Inline module expr

There was a feature I feel should be in OCaml : the ability to use a functor directly instead of having to name its result.
I felt that instead of
module SString = Set.Make(String)
let e = SString.empty
should have been able to do :
let e = Set(String).empty
In my opinion this is way clearer, and makes use of functors more confortable (up to a point).
I did a very rough draft here : https://github.com/EmileTrotignon/ocaml/tree/inline-module-expr
The implemented syntax provided is inferior to the one I wanted. First of all you still have to use Set.Make(String) and you cannot use Set(String), but I think this a library issue.
The working syntax is the following:

let empty = (.[Set.Make(String)].).empty
let set1 = (.[Set.Make(String)].).singleton "abc"
let set2 = (.[Set.Make(String)].).singleton "def"

let _ = 
  (.[Set.Make(String)].).iter (fun s -> print_endline s) ((.[Set.Make(String)].).union set1 set2)

I put those dirty “(.[” around the module-expr node because this was the fastest way for me to remove the conflicts in the grammar. It is not meant to stay that way.

And also the way I implemented that pollute the namespace inside the expressions, because I only modified the parser ( “module_expr.ident” is compiled to “let module Inlined_____ = module_expr in Inlined_____.ident”).

I make this post to discuss this feature : was it already discussed (I found no trace) ? Is it even a good idea ? If you think it is a good idea, how should I (or someone else) go about implementing it cleanly ?

2 Likes

It’s a minor thing, but I also am not super-fond of having (sometimes duplicated) modules here and there to hold the results of simple functor applications.

AFAICT, the main approach that happens to address this is used in Jane Street’s libraries, where functors are de-emphasized. Rather, a module bearing type and e.g. comparator implementations is passed by value to “constructors”:

let empty = Set.empty (module String)
let set1 = Set.singleton (module String) "abc"

Note though that this approach does carry a performance penalty, as explored here: Functorial vs "comparator" container interfaces?

FWIW, I would personally appreciate something like Set(String).empty, which could probably be made as efficient as the current functor approach.

1 Like

Well, that’s the problem.

The entire reason why applying functors in path is currently forbidden is that it is misleading wrt performances.

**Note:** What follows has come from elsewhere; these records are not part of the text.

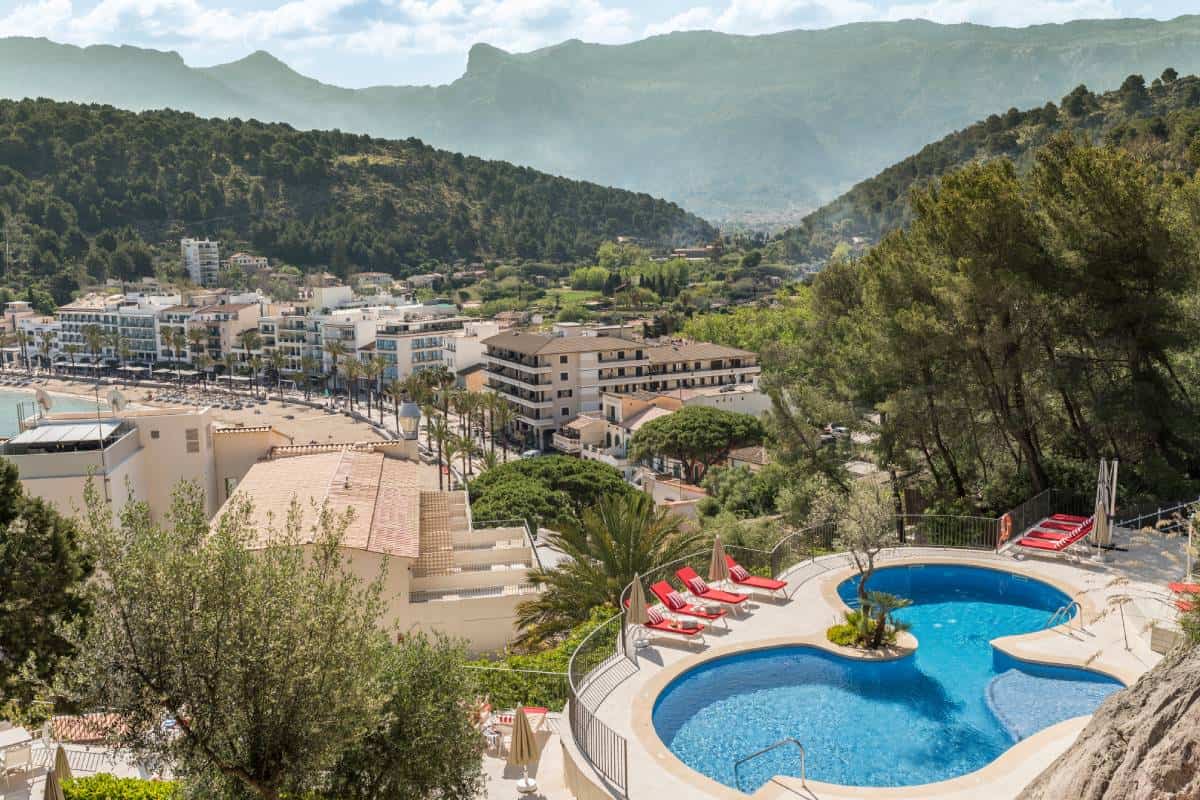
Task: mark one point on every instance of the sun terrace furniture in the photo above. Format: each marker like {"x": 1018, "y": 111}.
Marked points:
{"x": 700, "y": 589}
{"x": 1055, "y": 540}
{"x": 677, "y": 605}
{"x": 742, "y": 577}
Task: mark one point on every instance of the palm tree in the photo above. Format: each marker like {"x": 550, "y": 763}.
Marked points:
{"x": 179, "y": 344}
{"x": 397, "y": 390}
{"x": 429, "y": 413}
{"x": 228, "y": 360}
{"x": 450, "y": 447}
{"x": 352, "y": 370}
{"x": 335, "y": 350}
{"x": 621, "y": 536}
{"x": 256, "y": 370}
{"x": 203, "y": 361}
{"x": 504, "y": 416}
{"x": 95, "y": 338}
{"x": 72, "y": 350}
{"x": 376, "y": 367}
{"x": 879, "y": 607}
{"x": 309, "y": 367}
{"x": 441, "y": 433}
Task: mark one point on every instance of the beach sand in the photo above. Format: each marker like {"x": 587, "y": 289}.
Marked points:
{"x": 303, "y": 423}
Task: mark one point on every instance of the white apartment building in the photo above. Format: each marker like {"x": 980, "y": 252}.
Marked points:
{"x": 129, "y": 325}
{"x": 415, "y": 343}
{"x": 202, "y": 260}
{"x": 133, "y": 455}
{"x": 552, "y": 379}
{"x": 249, "y": 263}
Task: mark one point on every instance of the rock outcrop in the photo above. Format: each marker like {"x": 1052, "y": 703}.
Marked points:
{"x": 1143, "y": 743}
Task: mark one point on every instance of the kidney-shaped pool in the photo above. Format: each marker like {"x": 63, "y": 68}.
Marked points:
{"x": 949, "y": 709}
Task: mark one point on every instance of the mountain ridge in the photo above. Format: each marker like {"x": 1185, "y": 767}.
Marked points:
{"x": 751, "y": 128}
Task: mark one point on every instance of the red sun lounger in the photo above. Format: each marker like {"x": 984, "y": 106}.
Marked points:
{"x": 1038, "y": 540}
{"x": 660, "y": 623}
{"x": 753, "y": 581}
{"x": 675, "y": 603}
{"x": 697, "y": 587}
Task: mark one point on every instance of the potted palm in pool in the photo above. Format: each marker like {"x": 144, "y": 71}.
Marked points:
{"x": 871, "y": 625}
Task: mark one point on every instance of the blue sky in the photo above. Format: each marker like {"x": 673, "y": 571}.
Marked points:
{"x": 367, "y": 42}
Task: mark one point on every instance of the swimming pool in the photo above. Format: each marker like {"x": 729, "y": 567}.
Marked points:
{"x": 947, "y": 710}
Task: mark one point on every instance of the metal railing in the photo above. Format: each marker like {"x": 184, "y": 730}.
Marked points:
{"x": 947, "y": 530}
{"x": 1063, "y": 614}
{"x": 786, "y": 740}
{"x": 531, "y": 535}
{"x": 1175, "y": 513}
{"x": 1042, "y": 505}
{"x": 604, "y": 747}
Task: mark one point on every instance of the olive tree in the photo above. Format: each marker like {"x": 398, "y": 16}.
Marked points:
{"x": 865, "y": 517}
{"x": 246, "y": 659}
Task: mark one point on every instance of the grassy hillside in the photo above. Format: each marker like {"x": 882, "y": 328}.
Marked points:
{"x": 83, "y": 186}
{"x": 755, "y": 128}
{"x": 1159, "y": 121}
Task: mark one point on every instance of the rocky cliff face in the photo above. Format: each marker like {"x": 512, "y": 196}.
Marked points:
{"x": 1143, "y": 743}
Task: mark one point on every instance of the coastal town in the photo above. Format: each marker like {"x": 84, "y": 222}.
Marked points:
{"x": 708, "y": 414}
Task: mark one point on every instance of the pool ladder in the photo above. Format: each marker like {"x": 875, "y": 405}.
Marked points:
{"x": 1063, "y": 614}
{"x": 781, "y": 743}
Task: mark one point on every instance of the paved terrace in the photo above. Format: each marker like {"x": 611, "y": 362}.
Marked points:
{"x": 1120, "y": 597}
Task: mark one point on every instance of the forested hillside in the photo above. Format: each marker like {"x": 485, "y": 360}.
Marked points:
{"x": 751, "y": 128}
{"x": 88, "y": 187}
{"x": 1158, "y": 121}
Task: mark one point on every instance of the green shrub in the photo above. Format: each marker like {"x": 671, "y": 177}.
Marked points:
{"x": 514, "y": 689}
{"x": 108, "y": 787}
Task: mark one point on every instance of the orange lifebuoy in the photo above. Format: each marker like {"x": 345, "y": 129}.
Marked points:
{"x": 1006, "y": 528}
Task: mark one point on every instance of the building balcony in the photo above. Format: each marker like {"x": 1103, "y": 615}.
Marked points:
{"x": 511, "y": 380}
{"x": 565, "y": 444}
{"x": 515, "y": 362}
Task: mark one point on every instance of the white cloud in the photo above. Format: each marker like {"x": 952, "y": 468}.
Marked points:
{"x": 1002, "y": 12}
{"x": 39, "y": 18}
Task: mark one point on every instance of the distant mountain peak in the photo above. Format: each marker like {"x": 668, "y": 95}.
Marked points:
{"x": 484, "y": 58}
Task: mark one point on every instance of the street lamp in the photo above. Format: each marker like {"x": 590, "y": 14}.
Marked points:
{"x": 409, "y": 420}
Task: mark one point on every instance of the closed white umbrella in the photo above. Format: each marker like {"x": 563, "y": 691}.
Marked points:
{"x": 525, "y": 750}
{"x": 718, "y": 567}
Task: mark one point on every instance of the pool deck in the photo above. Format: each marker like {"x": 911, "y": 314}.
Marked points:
{"x": 1120, "y": 599}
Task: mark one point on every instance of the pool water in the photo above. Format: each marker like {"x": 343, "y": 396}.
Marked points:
{"x": 13, "y": 402}
{"x": 949, "y": 709}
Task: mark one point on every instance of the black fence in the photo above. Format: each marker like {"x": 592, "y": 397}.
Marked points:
{"x": 606, "y": 647}
{"x": 604, "y": 747}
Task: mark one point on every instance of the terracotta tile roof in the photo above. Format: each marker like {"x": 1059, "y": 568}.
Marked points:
{"x": 383, "y": 493}
{"x": 84, "y": 728}
{"x": 539, "y": 344}
{"x": 695, "y": 350}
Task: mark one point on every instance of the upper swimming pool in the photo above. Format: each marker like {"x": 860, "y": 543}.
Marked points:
{"x": 947, "y": 710}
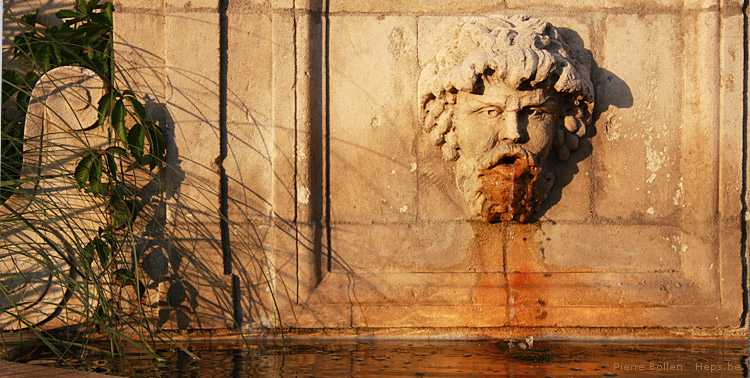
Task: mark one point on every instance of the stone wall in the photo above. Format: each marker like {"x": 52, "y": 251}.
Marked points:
{"x": 299, "y": 167}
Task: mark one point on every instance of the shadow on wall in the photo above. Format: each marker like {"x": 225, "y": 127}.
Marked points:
{"x": 610, "y": 91}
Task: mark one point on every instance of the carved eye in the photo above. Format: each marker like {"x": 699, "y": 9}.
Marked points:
{"x": 536, "y": 112}
{"x": 491, "y": 112}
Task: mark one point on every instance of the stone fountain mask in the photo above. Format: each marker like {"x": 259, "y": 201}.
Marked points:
{"x": 499, "y": 99}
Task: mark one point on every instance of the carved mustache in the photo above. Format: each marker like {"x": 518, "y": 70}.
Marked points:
{"x": 506, "y": 154}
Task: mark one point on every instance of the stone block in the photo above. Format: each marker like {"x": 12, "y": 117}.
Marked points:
{"x": 193, "y": 67}
{"x": 196, "y": 294}
{"x": 423, "y": 247}
{"x": 419, "y": 6}
{"x": 140, "y": 57}
{"x": 595, "y": 5}
{"x": 193, "y": 4}
{"x": 249, "y": 147}
{"x": 411, "y": 289}
{"x": 559, "y": 247}
{"x": 607, "y": 289}
{"x": 439, "y": 198}
{"x": 122, "y": 5}
{"x": 637, "y": 146}
{"x": 613, "y": 317}
{"x": 373, "y": 118}
{"x": 442, "y": 316}
{"x": 570, "y": 197}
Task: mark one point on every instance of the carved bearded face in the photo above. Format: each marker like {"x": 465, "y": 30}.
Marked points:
{"x": 505, "y": 135}
{"x": 499, "y": 99}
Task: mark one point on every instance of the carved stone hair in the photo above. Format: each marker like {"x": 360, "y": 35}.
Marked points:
{"x": 525, "y": 53}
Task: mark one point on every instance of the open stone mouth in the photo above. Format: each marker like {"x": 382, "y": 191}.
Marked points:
{"x": 508, "y": 163}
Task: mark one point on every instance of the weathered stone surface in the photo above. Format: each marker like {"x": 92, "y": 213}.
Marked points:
{"x": 192, "y": 4}
{"x": 640, "y": 230}
{"x": 411, "y": 289}
{"x": 121, "y": 5}
{"x": 637, "y": 148}
{"x": 426, "y": 6}
{"x": 437, "y": 247}
{"x": 429, "y": 316}
{"x": 372, "y": 119}
{"x": 597, "y": 4}
{"x": 249, "y": 143}
{"x": 49, "y": 213}
{"x": 141, "y": 58}
{"x": 499, "y": 113}
{"x": 557, "y": 247}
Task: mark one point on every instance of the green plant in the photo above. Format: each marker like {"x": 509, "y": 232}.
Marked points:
{"x": 98, "y": 270}
{"x": 94, "y": 269}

Many users seem to think that functors are statically applied. That’s not the case. If you put a functor application in each call to Map(Foo).add, you need to compute that functor application every time, and it’s not particularly cheap.

The decision to forbid them syntactically was made at a time where the compiler did very few optimizations, which would make such repeated functor application a performance disaster.

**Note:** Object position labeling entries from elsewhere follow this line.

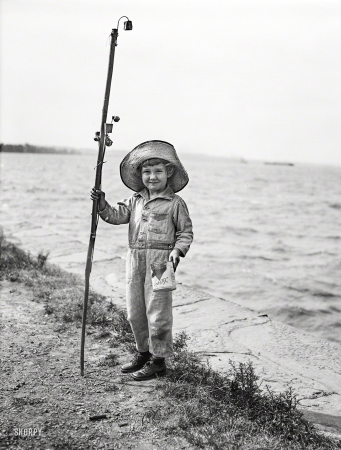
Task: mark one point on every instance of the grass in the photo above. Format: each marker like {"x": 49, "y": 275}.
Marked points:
{"x": 209, "y": 409}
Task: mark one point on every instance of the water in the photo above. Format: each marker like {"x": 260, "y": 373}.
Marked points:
{"x": 266, "y": 237}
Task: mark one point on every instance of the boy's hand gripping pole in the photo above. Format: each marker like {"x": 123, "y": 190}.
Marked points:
{"x": 103, "y": 141}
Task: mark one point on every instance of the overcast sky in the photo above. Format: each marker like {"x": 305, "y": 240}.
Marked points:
{"x": 255, "y": 79}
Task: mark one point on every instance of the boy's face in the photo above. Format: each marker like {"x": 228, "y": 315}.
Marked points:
{"x": 155, "y": 178}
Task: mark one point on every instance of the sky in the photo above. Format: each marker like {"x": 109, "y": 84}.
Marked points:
{"x": 252, "y": 79}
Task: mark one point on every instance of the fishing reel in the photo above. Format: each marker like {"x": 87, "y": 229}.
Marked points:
{"x": 108, "y": 129}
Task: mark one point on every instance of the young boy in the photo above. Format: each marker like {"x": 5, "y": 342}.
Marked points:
{"x": 160, "y": 230}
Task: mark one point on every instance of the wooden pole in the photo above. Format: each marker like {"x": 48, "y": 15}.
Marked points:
{"x": 98, "y": 182}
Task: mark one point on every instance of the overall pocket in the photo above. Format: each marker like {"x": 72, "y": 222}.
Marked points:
{"x": 158, "y": 223}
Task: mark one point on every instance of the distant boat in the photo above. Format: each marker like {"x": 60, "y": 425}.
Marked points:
{"x": 278, "y": 164}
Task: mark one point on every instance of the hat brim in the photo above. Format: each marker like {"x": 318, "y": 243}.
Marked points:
{"x": 129, "y": 167}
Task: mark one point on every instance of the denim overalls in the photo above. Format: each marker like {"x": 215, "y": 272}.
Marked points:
{"x": 156, "y": 226}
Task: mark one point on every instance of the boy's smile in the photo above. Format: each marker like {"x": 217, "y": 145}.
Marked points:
{"x": 155, "y": 178}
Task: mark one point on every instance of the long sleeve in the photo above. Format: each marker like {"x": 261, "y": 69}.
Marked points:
{"x": 118, "y": 214}
{"x": 183, "y": 225}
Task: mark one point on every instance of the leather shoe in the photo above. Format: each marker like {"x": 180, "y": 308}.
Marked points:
{"x": 150, "y": 370}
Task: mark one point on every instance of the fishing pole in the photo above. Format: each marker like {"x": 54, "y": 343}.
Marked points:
{"x": 103, "y": 141}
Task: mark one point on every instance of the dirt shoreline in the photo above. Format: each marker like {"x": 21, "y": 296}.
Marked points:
{"x": 281, "y": 354}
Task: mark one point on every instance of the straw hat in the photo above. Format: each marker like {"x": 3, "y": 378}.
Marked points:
{"x": 129, "y": 167}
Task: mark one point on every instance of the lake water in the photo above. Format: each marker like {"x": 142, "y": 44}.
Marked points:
{"x": 267, "y": 237}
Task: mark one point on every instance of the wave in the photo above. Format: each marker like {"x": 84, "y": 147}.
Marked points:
{"x": 240, "y": 231}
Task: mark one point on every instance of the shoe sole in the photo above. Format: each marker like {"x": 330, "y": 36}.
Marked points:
{"x": 150, "y": 377}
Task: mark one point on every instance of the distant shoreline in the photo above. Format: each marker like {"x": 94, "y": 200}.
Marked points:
{"x": 27, "y": 148}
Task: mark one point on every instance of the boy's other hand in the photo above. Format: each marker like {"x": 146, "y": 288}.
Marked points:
{"x": 175, "y": 258}
{"x": 97, "y": 194}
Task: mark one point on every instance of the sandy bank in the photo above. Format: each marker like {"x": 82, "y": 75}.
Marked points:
{"x": 220, "y": 330}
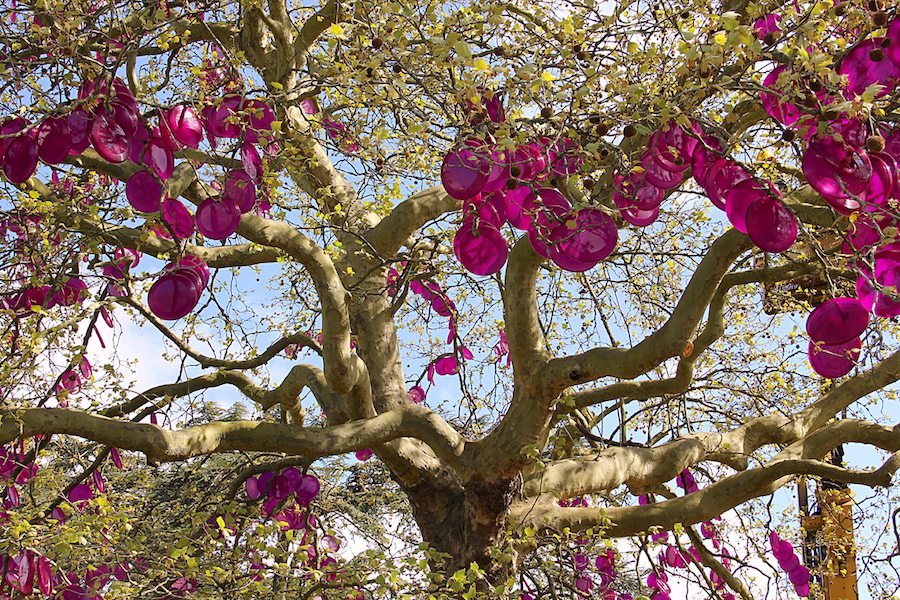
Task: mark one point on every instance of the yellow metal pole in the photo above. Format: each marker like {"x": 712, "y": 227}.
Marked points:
{"x": 839, "y": 568}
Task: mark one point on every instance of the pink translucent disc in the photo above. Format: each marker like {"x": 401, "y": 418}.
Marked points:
{"x": 837, "y": 321}
{"x": 240, "y": 191}
{"x": 481, "y": 249}
{"x": 221, "y": 121}
{"x": 79, "y": 122}
{"x": 799, "y": 576}
{"x": 143, "y": 191}
{"x": 482, "y": 210}
{"x": 261, "y": 117}
{"x": 177, "y": 217}
{"x": 739, "y": 200}
{"x": 721, "y": 178}
{"x": 880, "y": 303}
{"x": 308, "y": 490}
{"x": 20, "y": 158}
{"x": 464, "y": 172}
{"x": 251, "y": 161}
{"x": 589, "y": 237}
{"x": 884, "y": 178}
{"x": 636, "y": 216}
{"x": 109, "y": 138}
{"x": 173, "y": 296}
{"x": 827, "y": 164}
{"x": 191, "y": 263}
{"x": 54, "y": 140}
{"x": 770, "y": 225}
{"x": 182, "y": 125}
{"x": 159, "y": 157}
{"x": 862, "y": 71}
{"x": 217, "y": 220}
{"x": 834, "y": 361}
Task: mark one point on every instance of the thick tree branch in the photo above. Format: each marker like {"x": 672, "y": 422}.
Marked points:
{"x": 165, "y": 445}
{"x": 669, "y": 340}
{"x": 408, "y": 217}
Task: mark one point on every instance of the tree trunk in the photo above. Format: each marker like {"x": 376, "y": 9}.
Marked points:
{"x": 464, "y": 522}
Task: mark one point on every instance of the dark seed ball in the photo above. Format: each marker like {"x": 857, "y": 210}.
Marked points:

Nowadays, you could argue that the compiler could be a lot more aggressive in optimizing such code patterns. Nevertheless, things are not so simple:

  1. Some functors are not pure, so constant-folding them changes the semantics
  2. We still do not have real program-wide optimisations, so each module will have its own application of the functor, duplicating a lot of works
  3. OCaml is often praised for having very good “baseline” performances, before trying to optimize your code. The situation with functors-in-path put it a pretty similar situation to Haskell whose perf baseline is at the whim of the optimizer.

All that being said, such optims are not exactly rocket science (flambda is pretty good at doing them) and more importantly, we are going to need them for modular implicits anyway, so who knows …

2 Likes

I did not know about the way Core does that, it’s very interesting.

I do think my implementation is as efficient as the current approach, in terms of runtime efficiency at least, if defunctorisation is a thing (is it ?)

Why not just implement this as a PPX rewriter? Something that converts

[%module Set.Make(String)].empty
into
let module SS = Set.Make(String) in SS.empty

?

I recognize that the syntax is a -little- cumbersome, but then again, this is precisely the tradeoff that was made when OCaml went with PPX rewriters over syntax-extension (and I support that tradeoff: it has achieved its desired effect – that you can safely combine multiple PPX rewriters from completely independent authors with a good deal of confidence).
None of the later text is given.